In the past few months the Institute of Economic Affairs in the UK
announced it's annual award to the person who made great contributions to free
enterprise during their working life. The recipient of this honour was Viscount
Ridley, the Brits do love a Lord, who's main claim to notoriety in the UK was
to be Chairman of The Northern Rock Bank, an institution that had existed since
1850. It started life has a building society and converted to a bank in 1997,
following the trend advocated by the IEA and Thatcherite economic theology.
As a bank it adopted the prevailing economic ideology, and then some, and followed a highly risky loan strategy, which
included giving borrowers mortgages of up to 125% of their properties value! The
end result was that in 2007 it suffered the first run on a British bank in 150
years. It had customers lining up outside it branches demanding their money
back! Over a few days they had to pay out $3B. But it wasn't enough and the
Bank had to be nationalized at a cost of $40B to the UK taxpayer.
Yet the man who presided over this debacle, the 5th Viscount
Ridley, instead of facing any sanctions or censure ends up, seven years later, being given an award for economic achievement!
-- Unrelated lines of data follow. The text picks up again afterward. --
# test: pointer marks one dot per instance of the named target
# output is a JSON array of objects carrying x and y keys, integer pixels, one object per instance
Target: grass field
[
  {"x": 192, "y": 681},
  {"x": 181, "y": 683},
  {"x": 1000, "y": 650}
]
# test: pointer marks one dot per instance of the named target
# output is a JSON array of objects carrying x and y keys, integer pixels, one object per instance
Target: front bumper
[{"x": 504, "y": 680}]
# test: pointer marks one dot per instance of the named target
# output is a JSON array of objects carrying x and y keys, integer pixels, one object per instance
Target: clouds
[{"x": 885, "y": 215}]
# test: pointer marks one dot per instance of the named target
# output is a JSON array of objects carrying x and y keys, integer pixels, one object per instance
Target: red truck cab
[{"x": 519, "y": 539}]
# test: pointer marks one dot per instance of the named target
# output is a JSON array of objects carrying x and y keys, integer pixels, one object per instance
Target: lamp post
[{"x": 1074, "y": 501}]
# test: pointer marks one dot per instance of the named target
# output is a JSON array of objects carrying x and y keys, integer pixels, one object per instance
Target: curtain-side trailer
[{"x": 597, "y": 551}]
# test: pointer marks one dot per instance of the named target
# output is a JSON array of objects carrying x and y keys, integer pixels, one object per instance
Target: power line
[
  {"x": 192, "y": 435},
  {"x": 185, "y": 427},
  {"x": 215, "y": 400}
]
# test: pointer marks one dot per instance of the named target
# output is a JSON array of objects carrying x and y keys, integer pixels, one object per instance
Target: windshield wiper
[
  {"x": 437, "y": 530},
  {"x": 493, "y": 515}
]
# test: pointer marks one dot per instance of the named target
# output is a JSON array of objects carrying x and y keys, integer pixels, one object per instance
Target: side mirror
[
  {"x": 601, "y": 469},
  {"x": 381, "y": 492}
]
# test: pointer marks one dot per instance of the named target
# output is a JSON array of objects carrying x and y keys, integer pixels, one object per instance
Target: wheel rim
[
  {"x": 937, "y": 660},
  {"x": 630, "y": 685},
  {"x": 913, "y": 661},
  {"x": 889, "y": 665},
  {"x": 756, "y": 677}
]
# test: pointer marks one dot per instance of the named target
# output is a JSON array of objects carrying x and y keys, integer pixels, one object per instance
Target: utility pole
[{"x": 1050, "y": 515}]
A decision that would beggar's
belief in rational world. Lose billions and get an award. The epitome of failing upwards.
So what does this mean in the project management world? We have an
entrenched paradigm that is waterfall, and we have contending methods such as
Critical Chain (which is a variation of waterfall) and Agile. Like the failed “efficient
market”
model in conventional economic theory education, waterfall is considered to be
mandatory on all project courses, especially for beginners. So any “new
or improved” PM model has to overthrow decades of conditioning and also to
get the PM establishment to demote waterfall to a subset of models that only
deal with well established technologies and methods. As the financial example
above indicates getting any establishment to change is difficult even when the
evidence of failure is over whelming.